Visual6502wiki/6502 Interrupt Hijacking

The following is based upon drawing the node and transistor networks out on paper from visual6502 data, and conducting experiments with the simulator. In explaining the various behaviors, references are made to 6502 clock states and stages of interrupt recognition that are described in 6502 Timing States and 6502 Interrupt Recognition Stages and Tolerances, which may be used as primers for this exposition.

Introduction

Systems typically engineered around the 6502 generate interrupt signals that stay low for very appreciable lengths of time in terms of the applied clock rate. Manual resets may keep the RES line down at least a few tenths of a second when a reset button is quickly struck and released, and resets invoked by hardware when power is first applied may last for 0.1 to 0.3 seconds. Devices invoking NMI and IRQ will keep the respective lines down until the 6502 programmatically answers the interrupt with a finishing access to the device, which may be in the hundreds of microseconds to the 1+ milliseconds level. All of the above durations range from hundreds to hundreds of thousands of clock transitions.

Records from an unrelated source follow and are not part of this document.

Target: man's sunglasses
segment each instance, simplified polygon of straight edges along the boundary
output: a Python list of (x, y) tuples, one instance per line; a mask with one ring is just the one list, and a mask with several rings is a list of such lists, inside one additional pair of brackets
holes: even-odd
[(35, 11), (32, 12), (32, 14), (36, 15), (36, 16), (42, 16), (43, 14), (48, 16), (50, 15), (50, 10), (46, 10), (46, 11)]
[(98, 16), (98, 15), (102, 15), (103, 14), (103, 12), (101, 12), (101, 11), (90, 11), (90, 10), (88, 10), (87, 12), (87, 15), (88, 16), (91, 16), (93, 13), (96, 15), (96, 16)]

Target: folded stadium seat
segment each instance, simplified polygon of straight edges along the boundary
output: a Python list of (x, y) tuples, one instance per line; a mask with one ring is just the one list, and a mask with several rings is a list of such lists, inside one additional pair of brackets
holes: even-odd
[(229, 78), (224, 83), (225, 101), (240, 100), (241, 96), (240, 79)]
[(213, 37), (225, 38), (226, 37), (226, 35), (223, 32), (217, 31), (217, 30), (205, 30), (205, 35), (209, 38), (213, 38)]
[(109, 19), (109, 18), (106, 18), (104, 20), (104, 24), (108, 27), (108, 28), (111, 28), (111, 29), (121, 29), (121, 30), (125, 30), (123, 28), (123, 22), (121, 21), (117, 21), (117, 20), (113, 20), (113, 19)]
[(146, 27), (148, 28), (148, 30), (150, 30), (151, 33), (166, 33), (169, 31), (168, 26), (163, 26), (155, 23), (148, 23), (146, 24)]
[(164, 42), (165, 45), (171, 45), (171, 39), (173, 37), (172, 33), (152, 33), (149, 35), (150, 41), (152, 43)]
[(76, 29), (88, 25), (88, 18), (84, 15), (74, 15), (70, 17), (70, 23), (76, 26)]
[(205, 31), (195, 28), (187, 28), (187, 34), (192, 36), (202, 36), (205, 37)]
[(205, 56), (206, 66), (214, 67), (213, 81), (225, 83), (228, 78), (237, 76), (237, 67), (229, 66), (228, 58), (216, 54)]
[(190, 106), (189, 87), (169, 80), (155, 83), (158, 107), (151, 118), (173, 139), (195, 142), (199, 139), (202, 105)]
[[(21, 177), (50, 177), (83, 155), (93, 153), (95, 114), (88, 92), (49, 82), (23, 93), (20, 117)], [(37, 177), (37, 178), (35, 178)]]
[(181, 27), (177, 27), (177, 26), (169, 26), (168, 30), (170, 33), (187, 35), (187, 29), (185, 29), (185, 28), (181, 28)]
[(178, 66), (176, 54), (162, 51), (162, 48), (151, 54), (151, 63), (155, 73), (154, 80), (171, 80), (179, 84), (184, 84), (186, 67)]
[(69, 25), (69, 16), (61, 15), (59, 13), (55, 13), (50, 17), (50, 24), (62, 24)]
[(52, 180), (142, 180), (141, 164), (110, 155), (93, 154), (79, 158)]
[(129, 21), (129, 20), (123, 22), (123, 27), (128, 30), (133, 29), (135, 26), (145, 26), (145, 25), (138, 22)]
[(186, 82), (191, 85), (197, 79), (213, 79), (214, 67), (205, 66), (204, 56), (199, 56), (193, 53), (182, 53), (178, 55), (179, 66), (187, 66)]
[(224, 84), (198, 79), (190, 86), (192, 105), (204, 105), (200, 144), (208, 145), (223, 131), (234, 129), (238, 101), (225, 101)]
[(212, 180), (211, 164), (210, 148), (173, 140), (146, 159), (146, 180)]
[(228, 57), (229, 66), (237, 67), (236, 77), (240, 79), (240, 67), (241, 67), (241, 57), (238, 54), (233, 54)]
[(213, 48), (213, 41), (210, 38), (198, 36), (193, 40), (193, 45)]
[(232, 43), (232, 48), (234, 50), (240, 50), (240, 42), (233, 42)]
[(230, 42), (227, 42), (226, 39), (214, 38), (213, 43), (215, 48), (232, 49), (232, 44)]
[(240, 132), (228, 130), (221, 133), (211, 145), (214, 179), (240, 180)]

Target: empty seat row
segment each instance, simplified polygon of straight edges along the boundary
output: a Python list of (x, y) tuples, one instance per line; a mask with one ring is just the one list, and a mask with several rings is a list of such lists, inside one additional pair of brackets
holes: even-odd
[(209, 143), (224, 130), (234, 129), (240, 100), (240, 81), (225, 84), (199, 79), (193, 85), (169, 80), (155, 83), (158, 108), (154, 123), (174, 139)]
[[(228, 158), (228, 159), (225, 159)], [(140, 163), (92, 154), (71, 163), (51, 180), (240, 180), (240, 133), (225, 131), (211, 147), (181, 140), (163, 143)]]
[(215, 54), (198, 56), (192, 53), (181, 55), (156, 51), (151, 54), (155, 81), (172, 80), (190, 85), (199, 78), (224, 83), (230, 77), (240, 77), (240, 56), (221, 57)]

Some obscure niches of behavior may be observed instead when the interrupt lines are held low for only a handful of clock transitions or less.

NMI Hijacking IRQ/BRK

First introduced to this wiki by the link, "late NMI", in 6502 Timing of Interrupt Handling, it is possible for higher-priority interrupts to hijack lower priority interrupts during the BRK instruction that is serving them.

The "late NMI" is an example of a full hijack, where a higher priority interrupt arrives after the BRK instruction for a lower priority interrupt has already started. The higher priority interrupt changes the addresses used when the BRK instruction actually fetches the vector during clock states T5 and T6: the vector selection is not fixed and "remembered" when the BRK instruction starts, or at any time before. Vector selection is independently parameterized by the NMI and RES interrupts, instead.

For NMI to hijack an IRQ (or a soft BRK instruction), stage 1 of its recognition may appear as late as T5 phase 1 during the BRK instruction's execution. This requires the NMI line to go down no later than the end of clock cycle T4 (up to just before clocking in T5 phase 1). With the node ~NMIG low during T5 and T6, the low and high bytes of the vector for indirect jump to the NMI handler are fetched together.

This is perfectly allowable if an IRQ caused the hijacked BRK, as NMI is higher priority than IRQ, and is serviced first. The IRQ will get its chance for attention after the RTI from the NMI handler has finished.

To recover from hijacking a soft BRK, the NMI handler must check the Break bit in the processor status register written to the stack. If it is true, then the handler must finish by performing a JMP ($FFFE) instead of an RTI. If it does an RTI for a soft BRK, then the soft BRK ends up being ignored: execution will resume with code after the BRK instruction instead of being processed by the system's soft BRK handler. The jump indirect to the IRQ/BRK handler will cause the soft BRK to be processed instead of missed. This special end for NMI would not have been necessary without a hijacking phenomenon.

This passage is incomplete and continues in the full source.